Ask HN: Is there a better mindset in the US? - chris_dcosta

I'm from Europe and I come to the conclusion that Europeans are really negative contributors on forums, and I wondered what other peoples experiences are.<p>I have no evidence for this but just a gut feeling. Europeans appear to be happy to downvote than give positive feedback. I've noticed this on a number of forums such as this and stackoverflow for example.<p>My impression is that if you post a question in Europe daytime, you run the risk of criticism and downvoting, but post it during US time and a bad comment will generate comment, and general positive advice, rather than outright criticism.<p>Of course I prefer this approach, and find it almost a hidden "code of conduct" when US timeframe replies come in.<p>Is this just an illusion or are people generally more keen to avoid downvoting wherever possible in the US?
======
anigbrowl
No, it's for real.

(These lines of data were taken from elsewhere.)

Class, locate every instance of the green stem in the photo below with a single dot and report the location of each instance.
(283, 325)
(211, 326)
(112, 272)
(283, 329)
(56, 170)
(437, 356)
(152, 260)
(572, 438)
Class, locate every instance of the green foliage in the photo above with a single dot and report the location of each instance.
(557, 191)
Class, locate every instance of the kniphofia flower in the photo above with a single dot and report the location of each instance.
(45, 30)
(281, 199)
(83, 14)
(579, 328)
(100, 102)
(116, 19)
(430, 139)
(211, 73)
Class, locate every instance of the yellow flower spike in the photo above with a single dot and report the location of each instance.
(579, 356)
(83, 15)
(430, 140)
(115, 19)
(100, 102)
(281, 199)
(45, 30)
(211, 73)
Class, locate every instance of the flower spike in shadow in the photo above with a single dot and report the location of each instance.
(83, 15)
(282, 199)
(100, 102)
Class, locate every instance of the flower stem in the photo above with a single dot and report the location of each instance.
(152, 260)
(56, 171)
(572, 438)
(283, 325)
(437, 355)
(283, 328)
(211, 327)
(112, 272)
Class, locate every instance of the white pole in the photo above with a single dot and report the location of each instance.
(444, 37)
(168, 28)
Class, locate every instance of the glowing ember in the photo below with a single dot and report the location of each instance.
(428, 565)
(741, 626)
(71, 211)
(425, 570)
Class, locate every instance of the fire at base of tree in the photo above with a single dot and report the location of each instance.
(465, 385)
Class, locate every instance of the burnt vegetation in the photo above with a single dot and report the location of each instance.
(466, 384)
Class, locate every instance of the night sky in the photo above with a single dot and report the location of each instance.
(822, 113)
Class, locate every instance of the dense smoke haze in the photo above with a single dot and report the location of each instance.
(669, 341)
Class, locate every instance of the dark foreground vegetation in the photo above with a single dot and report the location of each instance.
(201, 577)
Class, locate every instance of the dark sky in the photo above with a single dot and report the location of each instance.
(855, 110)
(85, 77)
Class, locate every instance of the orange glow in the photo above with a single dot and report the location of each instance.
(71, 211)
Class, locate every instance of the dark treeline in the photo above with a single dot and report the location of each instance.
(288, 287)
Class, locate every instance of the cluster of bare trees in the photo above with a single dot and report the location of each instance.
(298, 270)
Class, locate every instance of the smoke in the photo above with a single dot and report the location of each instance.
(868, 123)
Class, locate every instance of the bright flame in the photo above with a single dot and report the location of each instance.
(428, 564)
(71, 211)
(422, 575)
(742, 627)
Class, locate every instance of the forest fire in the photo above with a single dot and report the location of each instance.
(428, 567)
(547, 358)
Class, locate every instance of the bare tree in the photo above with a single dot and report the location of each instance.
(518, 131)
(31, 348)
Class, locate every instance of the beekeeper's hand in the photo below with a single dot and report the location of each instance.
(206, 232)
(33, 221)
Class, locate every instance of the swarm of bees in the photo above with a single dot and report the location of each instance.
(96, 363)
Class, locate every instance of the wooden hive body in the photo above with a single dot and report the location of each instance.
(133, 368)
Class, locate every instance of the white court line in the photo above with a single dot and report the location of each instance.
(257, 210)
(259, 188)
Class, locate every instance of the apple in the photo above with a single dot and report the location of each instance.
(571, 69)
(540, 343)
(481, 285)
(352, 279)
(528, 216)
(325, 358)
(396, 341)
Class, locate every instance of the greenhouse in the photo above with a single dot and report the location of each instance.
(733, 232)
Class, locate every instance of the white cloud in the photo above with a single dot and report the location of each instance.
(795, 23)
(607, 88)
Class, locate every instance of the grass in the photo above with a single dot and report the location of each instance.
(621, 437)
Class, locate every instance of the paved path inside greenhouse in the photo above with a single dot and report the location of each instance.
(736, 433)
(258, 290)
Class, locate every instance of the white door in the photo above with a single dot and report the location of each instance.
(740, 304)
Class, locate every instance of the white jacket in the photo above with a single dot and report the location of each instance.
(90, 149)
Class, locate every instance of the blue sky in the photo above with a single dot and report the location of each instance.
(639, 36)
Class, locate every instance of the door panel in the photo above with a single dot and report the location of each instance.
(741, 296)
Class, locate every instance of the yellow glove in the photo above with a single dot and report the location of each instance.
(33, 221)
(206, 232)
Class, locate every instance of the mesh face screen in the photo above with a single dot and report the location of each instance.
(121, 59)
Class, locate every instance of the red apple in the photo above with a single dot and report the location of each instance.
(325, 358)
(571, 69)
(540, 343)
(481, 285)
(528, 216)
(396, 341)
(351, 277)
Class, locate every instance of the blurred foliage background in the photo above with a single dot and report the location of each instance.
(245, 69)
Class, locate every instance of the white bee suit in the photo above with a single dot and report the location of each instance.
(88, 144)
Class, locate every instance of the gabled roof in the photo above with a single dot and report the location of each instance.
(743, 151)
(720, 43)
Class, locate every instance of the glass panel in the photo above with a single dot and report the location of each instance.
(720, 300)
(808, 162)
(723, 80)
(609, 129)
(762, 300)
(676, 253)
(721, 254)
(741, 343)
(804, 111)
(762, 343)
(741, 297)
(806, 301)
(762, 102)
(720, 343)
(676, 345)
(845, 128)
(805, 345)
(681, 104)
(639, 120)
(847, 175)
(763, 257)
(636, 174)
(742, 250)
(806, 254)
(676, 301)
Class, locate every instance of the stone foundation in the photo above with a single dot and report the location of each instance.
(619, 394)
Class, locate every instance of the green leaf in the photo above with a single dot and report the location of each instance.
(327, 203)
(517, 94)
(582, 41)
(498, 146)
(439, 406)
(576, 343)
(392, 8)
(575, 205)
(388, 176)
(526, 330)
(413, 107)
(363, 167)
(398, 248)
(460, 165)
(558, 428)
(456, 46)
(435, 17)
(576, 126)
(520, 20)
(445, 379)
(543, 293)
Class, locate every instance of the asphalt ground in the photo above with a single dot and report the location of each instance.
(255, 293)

I'm European, and this is a big reason why I prefer living
in the US, people are more positive here. Of course, there are negatives to
that, from hypocrisy to overconfidence to simple avoidance of unpleasant
realities, but there are trade-offs wherever you go. I personally prefer the
US approach, but likewise there must be many American people that would find
Europe offers a better match for their work style.

tl;dr the differences are real, but the significance of these is subjective.

------
kls
I would venture to guess that some of it may be due to American exceptionalism
or better put the belief in it. Until recently optimism has been a pretty big
trait among middle class Americans. It was not uncommon to have a conversation
with someone and have them say something like it will all work out, or
brighter days are ahead, with both parties taking it as an absolute truthful
forgone conclusion. As such perception is reality, when people believe that
they tend to not allow their mind to venture towards the negative and tend to
offer advice that while valuable, is only geared towards the positive outcome.
This may in effect reinforce the perception of optimism and exceptionalism. I
could be wrong but I would suspect that it is a contributing factor.